Santorum, a former Pennsylvania senator, also wants to reduce immigration by 25 percent as part of a broader agenda to improve the economic prospects of blue-collar workers.
“I know this will be termed somehow as anti-Hispanic or anti-immigrant, but I would just say that immigration policies should be policies that serve the interest of the American public,” he said at a news conference last month.
Economists have generally found that immigration has little to no effect on wages over the long term. Some argue that immigration has boosted overall wages because immigrants create more demand for goods and services and they generally do not directly compete with U.S.-born workers for the same jobs.
The effect on the political landscape is more clear cut.

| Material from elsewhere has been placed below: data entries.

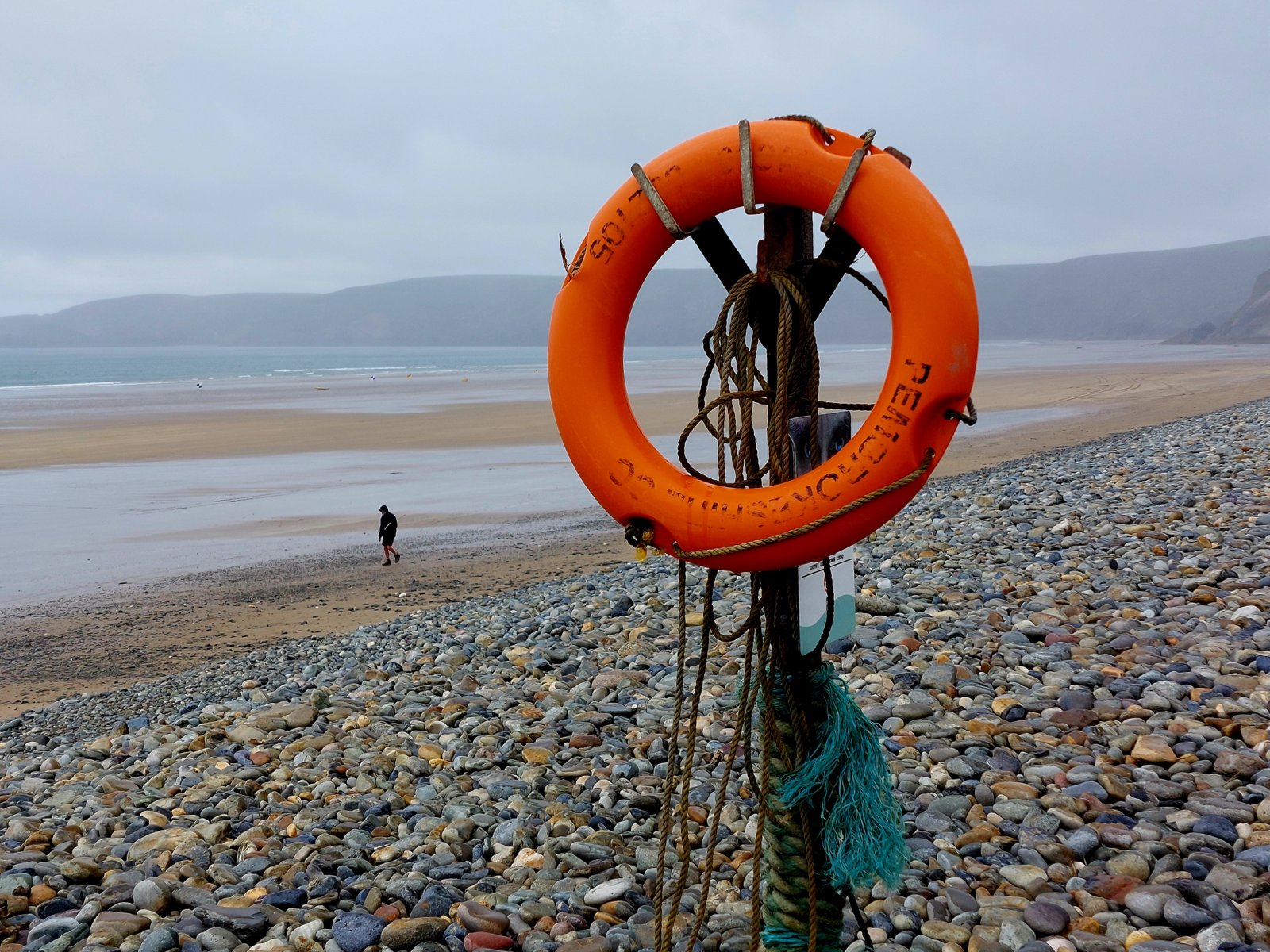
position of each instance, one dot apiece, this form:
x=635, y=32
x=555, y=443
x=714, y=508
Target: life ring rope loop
x=891, y=215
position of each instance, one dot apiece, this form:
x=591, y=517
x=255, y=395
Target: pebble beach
x=1067, y=658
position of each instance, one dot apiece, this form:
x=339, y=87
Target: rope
x=817, y=837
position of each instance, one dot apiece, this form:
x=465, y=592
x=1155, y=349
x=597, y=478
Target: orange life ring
x=933, y=357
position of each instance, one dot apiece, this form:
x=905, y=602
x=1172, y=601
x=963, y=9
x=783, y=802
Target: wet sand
x=112, y=639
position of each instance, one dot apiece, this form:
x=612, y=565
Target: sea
x=124, y=366
x=74, y=530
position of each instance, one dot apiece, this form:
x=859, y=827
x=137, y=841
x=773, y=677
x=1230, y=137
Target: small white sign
x=813, y=600
x=831, y=435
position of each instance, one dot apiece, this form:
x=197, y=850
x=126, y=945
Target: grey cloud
x=252, y=146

Immigrants favor Democratic candidates and liberal policies by a wide margin, surveys show, and they have moved formerly competitive states like Illinois firmly into the Democratic column and could turn Republican strongholds like Georgia and Texas into battlegrounds in the years to come, according to University of Maryland political science professor James Gimpel.
Thus it’s a matter of smart politics for Republicans to stem the tide, immigration skeptics say.
“Small-government conservatism can’t survive in the face of continued high levels of immigration,” said Mark Krikorian, executive director of the Center for Immigration Studies, a pro-restriction group.
The idea of limiting legal immigration has less support among the public than it did two decades ago, when Gallup found that 65 percent thought immigration levels were too high. That figure now stands at 41 percent.
The idea is most popular among working-class voters who feel pessimistic about the economy, Republican pollster Kellyanne Conway said. Candidates like Walker can win their support by criticizing companies that hire cheap immigrant labor rather than offering better pay to U.S. workers, she said.
Other pollsters have found less support for this idea when they clarify they are talking about legal immigrants.
A June poll by ImmigrationWorks USA, a pro-immigration business group, found that only 13 percent thought that legal immigrants talk jobs away from American workers, while twice that percentage thought they take jobs Americans don’t want.
Others warn the discussion could further turn off voters who already suspect the Republican Party is hostile to immigrants.
“How are we going to reach out to more people and be more inclusive?” said Johnny Cabazos, a Colorado office worker and aspiring Republican politician. “I just don’t think that helps.”